La fabada

Había una vez un hombre que tenía una loca pasión por la fabada, alimento que le provocaba muchos gases. Y más de una vez le habían puesto en situaciones embarazosas debido a sus estruendosas reacciones intestinales. Un día conoció a una chica de la que se enamoró. Cuando ya era una realidad que se casarían, él se dijo a sí mismo: 

- Ella es tan dulce y tan gentil, que nunca aguantaría la peste de uno de mis pedos. 

Así que el tipo hizo un sacrificio supremo y abandonó para siempre la peligrosa fabada. 

 La pareja se casó y, algunos años después, él tuvo un pequeño percance con su coche mientras volvía del trabajo y llamó a su esposa: 

- Cariño, llegaré muy tarde. Tendré que esperar un largo rato hasta que arreglen el coche. 
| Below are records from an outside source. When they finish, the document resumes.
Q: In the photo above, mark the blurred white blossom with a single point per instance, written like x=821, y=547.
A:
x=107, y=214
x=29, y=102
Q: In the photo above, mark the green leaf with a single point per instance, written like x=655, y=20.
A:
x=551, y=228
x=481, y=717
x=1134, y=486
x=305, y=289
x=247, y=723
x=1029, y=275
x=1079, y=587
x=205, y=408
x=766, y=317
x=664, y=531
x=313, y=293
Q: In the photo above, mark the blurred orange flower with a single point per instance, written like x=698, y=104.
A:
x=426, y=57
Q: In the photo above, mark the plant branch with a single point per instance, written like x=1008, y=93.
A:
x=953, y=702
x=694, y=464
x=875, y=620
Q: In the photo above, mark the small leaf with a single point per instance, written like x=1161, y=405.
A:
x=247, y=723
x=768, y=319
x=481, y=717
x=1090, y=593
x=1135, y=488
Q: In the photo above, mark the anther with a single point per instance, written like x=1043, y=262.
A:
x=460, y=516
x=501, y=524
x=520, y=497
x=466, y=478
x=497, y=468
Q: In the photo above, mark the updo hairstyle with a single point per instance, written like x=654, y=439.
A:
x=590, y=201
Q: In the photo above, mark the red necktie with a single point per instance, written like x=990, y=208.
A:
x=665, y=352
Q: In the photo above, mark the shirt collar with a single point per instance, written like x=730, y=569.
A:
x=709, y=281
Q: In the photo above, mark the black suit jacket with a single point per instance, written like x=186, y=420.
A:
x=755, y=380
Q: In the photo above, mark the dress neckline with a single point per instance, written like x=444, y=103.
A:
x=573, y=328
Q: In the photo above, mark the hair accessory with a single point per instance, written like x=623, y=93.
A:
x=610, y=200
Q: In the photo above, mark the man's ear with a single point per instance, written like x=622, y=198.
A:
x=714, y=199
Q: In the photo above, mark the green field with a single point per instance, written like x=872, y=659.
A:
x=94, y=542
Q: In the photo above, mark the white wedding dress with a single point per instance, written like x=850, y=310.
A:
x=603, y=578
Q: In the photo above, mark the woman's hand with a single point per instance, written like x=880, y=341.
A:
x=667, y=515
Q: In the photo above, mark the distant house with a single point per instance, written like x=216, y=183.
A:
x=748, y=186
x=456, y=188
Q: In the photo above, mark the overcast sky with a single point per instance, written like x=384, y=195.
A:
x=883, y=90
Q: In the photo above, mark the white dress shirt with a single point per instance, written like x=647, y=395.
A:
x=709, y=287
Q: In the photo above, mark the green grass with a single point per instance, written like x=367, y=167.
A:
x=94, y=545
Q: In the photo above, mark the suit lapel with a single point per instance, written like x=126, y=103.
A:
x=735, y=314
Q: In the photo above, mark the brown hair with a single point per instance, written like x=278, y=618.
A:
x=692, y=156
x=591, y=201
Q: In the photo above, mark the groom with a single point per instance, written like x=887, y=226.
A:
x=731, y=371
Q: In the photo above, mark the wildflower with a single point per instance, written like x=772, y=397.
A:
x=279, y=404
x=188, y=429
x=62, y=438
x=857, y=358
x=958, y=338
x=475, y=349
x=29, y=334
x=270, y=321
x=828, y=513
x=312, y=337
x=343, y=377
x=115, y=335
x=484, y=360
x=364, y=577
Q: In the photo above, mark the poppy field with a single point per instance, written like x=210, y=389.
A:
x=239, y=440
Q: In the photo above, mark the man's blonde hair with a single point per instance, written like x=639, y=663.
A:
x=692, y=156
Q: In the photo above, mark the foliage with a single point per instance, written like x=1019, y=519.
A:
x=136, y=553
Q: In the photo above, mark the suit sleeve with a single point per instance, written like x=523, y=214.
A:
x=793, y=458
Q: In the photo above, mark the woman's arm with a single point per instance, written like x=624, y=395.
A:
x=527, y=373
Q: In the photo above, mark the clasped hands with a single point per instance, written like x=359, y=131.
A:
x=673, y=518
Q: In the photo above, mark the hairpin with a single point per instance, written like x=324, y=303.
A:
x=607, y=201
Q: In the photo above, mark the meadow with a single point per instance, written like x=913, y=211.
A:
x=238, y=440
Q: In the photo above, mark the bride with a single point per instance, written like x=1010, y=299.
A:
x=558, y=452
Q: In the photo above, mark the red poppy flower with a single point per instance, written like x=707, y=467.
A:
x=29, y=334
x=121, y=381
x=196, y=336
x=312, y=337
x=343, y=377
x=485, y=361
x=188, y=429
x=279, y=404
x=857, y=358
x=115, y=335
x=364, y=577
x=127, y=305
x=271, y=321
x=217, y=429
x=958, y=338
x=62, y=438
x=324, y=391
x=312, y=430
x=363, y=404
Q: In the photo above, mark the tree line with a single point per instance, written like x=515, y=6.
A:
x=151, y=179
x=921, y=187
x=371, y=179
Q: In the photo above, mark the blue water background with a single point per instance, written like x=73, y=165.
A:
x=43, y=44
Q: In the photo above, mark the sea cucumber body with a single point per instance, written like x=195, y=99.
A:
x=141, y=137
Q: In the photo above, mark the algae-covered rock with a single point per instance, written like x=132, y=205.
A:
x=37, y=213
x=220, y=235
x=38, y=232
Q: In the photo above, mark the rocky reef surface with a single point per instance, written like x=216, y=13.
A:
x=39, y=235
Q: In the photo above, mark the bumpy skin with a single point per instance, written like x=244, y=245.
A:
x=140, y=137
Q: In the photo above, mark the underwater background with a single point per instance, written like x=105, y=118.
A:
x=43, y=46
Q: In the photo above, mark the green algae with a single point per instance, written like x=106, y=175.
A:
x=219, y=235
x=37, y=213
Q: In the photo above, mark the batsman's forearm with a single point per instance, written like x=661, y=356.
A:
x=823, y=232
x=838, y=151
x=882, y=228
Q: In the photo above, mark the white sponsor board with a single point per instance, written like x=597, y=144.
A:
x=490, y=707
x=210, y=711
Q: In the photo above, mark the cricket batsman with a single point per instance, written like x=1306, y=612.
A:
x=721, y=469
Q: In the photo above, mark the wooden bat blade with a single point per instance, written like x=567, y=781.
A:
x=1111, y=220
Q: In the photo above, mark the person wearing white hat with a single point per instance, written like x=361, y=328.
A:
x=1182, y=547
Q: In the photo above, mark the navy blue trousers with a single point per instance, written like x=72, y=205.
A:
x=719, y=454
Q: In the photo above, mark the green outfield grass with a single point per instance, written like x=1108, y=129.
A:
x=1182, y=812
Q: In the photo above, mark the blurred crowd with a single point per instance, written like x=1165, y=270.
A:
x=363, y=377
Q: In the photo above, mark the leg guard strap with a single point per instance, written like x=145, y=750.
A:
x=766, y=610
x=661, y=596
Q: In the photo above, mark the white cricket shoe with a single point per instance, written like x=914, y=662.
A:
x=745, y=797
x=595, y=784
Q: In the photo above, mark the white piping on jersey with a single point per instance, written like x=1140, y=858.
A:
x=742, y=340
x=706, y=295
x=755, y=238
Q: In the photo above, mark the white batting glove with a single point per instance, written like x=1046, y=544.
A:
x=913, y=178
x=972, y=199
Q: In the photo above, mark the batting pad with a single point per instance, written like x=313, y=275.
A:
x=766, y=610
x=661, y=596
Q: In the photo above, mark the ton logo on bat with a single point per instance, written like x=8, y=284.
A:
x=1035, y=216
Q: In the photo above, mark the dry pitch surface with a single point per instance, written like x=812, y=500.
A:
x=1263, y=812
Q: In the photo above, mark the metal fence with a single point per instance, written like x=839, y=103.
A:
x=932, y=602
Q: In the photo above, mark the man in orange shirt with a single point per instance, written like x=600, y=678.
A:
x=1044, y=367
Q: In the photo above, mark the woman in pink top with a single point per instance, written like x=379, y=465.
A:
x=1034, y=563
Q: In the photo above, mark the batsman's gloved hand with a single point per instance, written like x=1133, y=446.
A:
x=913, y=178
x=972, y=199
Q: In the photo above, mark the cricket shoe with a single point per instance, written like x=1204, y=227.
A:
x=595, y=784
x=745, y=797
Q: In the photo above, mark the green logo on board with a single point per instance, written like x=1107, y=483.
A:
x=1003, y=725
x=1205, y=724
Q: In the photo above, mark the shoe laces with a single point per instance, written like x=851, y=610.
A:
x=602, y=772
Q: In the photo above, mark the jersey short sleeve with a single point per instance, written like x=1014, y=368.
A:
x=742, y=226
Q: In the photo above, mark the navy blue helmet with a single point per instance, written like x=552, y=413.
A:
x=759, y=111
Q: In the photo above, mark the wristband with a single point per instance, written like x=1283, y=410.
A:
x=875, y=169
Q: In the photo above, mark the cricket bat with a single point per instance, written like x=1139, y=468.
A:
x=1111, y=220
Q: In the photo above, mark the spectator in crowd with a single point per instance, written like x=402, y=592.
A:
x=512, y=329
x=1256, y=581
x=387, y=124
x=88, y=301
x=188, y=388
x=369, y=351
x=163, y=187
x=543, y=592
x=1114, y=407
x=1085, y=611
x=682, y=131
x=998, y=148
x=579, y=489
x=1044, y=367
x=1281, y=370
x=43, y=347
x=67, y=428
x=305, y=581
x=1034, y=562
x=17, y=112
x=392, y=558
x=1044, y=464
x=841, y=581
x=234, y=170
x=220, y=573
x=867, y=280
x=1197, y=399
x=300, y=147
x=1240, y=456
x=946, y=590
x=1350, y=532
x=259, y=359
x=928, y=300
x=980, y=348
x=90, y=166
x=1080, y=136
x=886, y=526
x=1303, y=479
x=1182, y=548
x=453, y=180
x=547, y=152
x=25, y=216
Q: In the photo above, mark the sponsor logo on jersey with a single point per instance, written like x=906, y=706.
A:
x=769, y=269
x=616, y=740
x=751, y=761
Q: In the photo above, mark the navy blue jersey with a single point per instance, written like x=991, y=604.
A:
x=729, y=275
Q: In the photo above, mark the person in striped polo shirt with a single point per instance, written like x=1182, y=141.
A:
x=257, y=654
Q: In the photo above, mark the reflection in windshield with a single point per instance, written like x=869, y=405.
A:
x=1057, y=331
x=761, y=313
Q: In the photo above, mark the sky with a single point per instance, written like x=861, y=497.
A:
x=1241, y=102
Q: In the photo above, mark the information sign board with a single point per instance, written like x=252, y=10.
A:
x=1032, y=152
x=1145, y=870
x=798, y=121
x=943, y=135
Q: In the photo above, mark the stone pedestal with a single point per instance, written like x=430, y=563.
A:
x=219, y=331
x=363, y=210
 En la espera, pasó por una tienda de comida preparada y vio en la vitrina un inmenso y delicioso plato de fabada. No pudo resistir la tentación, entró y se comió tres racciones. Se pasó todo el camino a casa impregnando el asiento del coche con sus terribles pedos. Al llegar a casa creyó estar lo suficientemente seguro de que había expulsado hasta el ultimo gas intestinal. Su esposa estaba muy contenta y agitada por su llegada. Al verlo, exclamó: 

- ¡Mi amor!, esta noche te tengo una increíble sorpresa para la cena.

Ella le vendó los ojos en la entrada de la casa y lo acompañó hasta una de las sillas del comedor, donde lo sentó. Justo cuando ella le iba a quitar la venda de la cara, sonó el teléfono. Ella le dijo entonces: 

- Por favor, cariño, no te quites el vendaje de la cara hasta que vuelva de hablar por teléfono.

 Tomando en cuenta la oportunidad y sintiendo inesperadamente una repentina e inaguantable presión intestinal, el pobre hombre apoyó todo su peso sobre una de sus piernas y dejo escapar un impresionante pedo. De un nivel sonoro importante y tan oloroso que sólo lo soportaría el autor. Sacó del bolsillo un pañuelo y empezó a moverlo vigorosamente para ventilar la habitación. Todo estaba volviendo a la normalidad, pero de pronto sintió ganas de tirarse otro, por lo que volvió a apoyar el peso de su cuerpo sobre una pierna y lo dejó escapar. Comparado con el otro, este fue superior en decibelios y con una peste tan fuerte que le produjo arcadas. Desesperadamente, movió con frenesí el pañuelo para ventilar el comedor. Con un oído atento a la conversación telefónica, le vinieron ganas de tirarse uno más, y se lo tiró. La cosa se puso difícil y él ya empezaba a sudar. Por el aroma se le estaba haciendo difícil respirar. Siguió, desesperadamente y con los ojos vendados, moviendo el pañuelo una y otra vez para soltar la ventosidad aunque fuese levemente aquel espantoso olor. En un momento, oyó que su esposa colgaba el teléfono, lo que indicaba el fin de su libertad. Colocó su pañuelo en el bolsillo del pantalón, cruzó sus piernas y sus brazos y esbozó una sonrisa de oreja a oreja, intentando aparentar la mejor imagen de la inocencia. Disculpándose por haber estado tanto tiempo al teléfono, su esposa le pregunta si se había movido el vendaje y había visto algo. Él le aseguró que no había visto nada y ella, entonces, le quitó la venda de sus ojos. Y allí estaba la sorpresa: Doce invitados a cenar, sentados alrededor de la mesa dispuestos a comenzar su fiesta de cumpleaños sorpresa.